La Direction générale de la concurrence, de la consommation et de la répression des fraudes (DGCCRF) a récemment alerté sur la gravité des risques associés à certains produits disponibles sur des sites de vente en ligne étrangers. Une enquête a révélé que jusqu'à 75% des articles, incluant puériculture, jouets, vêtements et appareils électroniques, ne sont pas conformes aux normes de sécurité, avec de surcroît 46% considérés comme dangereux.
Les tests en laboratoire effectués sur environ 600 produits ont montré que ces non-conformités sont souvent dues à des défauts d'étiquetage, mais aussi à des risques mortels tels que l'étouffement, les chocs électriques, ou encore l'usage de substances chimiques trop présentes dans des articles comme des vêtements et bijoux.

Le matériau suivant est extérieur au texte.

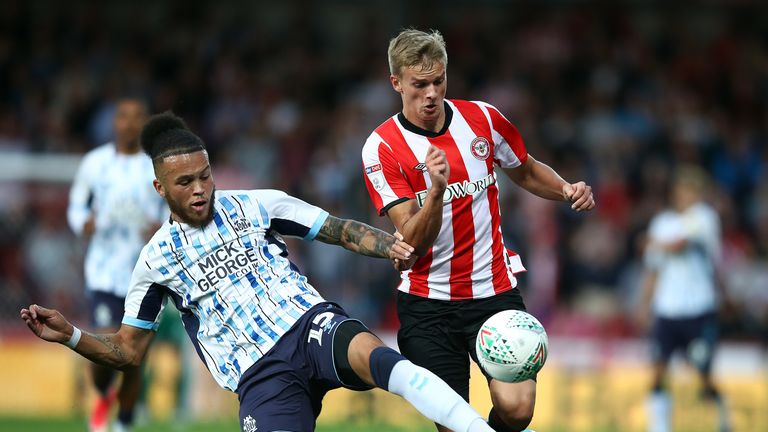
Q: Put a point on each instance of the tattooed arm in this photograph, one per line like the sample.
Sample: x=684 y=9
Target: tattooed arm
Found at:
x=120 y=350
x=363 y=239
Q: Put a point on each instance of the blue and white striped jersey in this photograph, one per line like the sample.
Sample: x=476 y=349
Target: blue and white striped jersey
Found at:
x=685 y=285
x=117 y=189
x=231 y=280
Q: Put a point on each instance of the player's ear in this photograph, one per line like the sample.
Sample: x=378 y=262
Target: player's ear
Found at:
x=396 y=83
x=158 y=187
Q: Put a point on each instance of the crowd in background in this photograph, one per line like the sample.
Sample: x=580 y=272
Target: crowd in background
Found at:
x=285 y=95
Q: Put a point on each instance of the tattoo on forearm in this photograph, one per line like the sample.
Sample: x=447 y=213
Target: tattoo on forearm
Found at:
x=331 y=230
x=115 y=354
x=357 y=237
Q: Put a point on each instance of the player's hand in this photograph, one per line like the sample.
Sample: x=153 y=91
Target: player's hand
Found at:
x=579 y=195
x=47 y=324
x=401 y=254
x=437 y=167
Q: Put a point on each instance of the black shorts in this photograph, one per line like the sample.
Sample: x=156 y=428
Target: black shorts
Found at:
x=438 y=334
x=696 y=336
x=106 y=309
x=283 y=391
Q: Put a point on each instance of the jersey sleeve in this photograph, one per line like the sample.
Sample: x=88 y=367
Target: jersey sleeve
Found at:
x=290 y=216
x=384 y=180
x=80 y=196
x=145 y=299
x=653 y=256
x=509 y=151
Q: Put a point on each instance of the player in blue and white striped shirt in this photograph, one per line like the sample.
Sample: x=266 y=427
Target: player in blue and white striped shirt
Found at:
x=260 y=328
x=113 y=205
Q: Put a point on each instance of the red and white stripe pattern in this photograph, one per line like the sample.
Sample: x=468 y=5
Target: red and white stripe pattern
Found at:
x=468 y=259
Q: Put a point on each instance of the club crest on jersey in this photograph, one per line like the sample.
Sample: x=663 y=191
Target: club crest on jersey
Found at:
x=242 y=224
x=179 y=255
x=480 y=148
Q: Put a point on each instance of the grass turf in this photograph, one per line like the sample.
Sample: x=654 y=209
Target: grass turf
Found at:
x=15 y=424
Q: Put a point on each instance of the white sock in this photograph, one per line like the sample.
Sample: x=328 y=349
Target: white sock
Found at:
x=434 y=398
x=722 y=409
x=659 y=412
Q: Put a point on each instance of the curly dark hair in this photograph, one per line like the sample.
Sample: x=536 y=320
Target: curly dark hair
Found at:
x=166 y=134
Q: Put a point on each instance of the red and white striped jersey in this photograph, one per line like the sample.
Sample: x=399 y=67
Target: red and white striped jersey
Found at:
x=468 y=259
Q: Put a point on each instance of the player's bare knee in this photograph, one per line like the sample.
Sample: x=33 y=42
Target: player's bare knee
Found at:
x=515 y=408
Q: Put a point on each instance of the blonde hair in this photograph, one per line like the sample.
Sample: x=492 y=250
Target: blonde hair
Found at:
x=414 y=47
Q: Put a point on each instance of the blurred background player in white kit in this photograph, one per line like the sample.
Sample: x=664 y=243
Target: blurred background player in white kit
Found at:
x=114 y=207
x=681 y=291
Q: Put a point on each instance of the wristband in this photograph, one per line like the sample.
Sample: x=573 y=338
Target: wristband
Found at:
x=72 y=342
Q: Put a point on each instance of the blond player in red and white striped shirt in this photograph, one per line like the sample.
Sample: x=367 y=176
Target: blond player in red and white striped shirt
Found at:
x=430 y=168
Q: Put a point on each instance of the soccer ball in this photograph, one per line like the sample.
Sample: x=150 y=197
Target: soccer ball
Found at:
x=512 y=346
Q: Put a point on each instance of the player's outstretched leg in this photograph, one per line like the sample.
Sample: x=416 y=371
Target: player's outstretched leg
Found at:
x=513 y=405
x=379 y=365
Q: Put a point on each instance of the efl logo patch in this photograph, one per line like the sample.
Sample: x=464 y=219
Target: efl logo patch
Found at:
x=249 y=424
x=480 y=148
x=377 y=180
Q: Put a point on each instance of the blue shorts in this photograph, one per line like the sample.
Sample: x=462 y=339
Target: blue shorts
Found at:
x=106 y=309
x=283 y=391
x=697 y=336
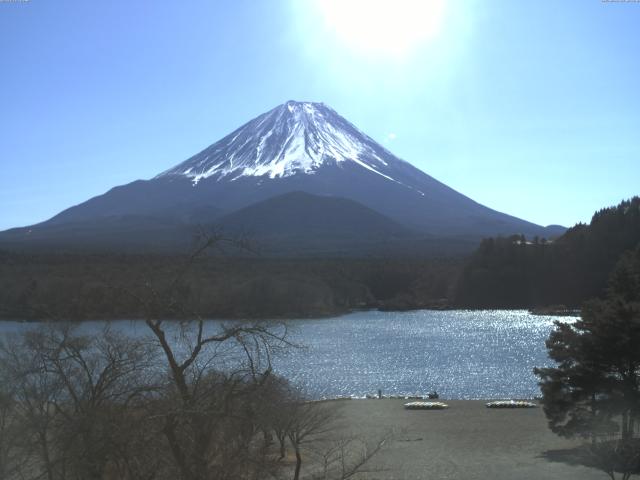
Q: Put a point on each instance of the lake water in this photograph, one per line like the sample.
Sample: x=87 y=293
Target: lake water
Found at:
x=461 y=354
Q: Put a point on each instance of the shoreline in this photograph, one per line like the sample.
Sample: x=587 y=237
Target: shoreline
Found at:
x=466 y=441
x=532 y=311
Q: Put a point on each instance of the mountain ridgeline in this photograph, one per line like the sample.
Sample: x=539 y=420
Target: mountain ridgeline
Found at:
x=510 y=272
x=360 y=198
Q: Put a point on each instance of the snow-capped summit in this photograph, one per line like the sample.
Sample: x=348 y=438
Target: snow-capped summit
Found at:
x=293 y=138
x=299 y=167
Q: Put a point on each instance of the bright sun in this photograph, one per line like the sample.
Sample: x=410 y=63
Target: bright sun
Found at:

Plus de 100.000 produits retirés de la vente
Cette situation inquiétante a conduit à la mise hors vente de plus de 100.000 articles, dont 57.000 jouets représentant un risque élevé pour la santé des enfants. La DGCCRF précise que des enquêtes sont en cours sur les plateformes concernées, dont les noms n'ont pas été divulgués, mais qui attirent entre 8 à 38 millions de visiteurs uniques par mois en France.
Au quatrième trimestre 2025, les principaux acteurs du secteur étaient Amazon, Temu, Vinted, Shein, AliExpress et Rakuten. Cette problématique a également conduit à la réunion de la cellule interministérielle VigE-commerce, qui vise à adapter la réglementation face à l'essor des ventes en ligne et à mieux protéger les consommateurs. "C'est sans précédent de voir de tels contournements des règles de sécurité", aaffirmé le cabinet de Bercy, reconnaissant que l’administration devait s’adapter à ces nouveaux défis.
Alors que la DGCCRF continue d'examiner la situation, les consommateurs sont appelés à rester vigilants et à rapporter tout produit suspect. L'alerte est lancée, et il incombe à chacun de veiller sur sa sécurité à l'ère du commerce numérique.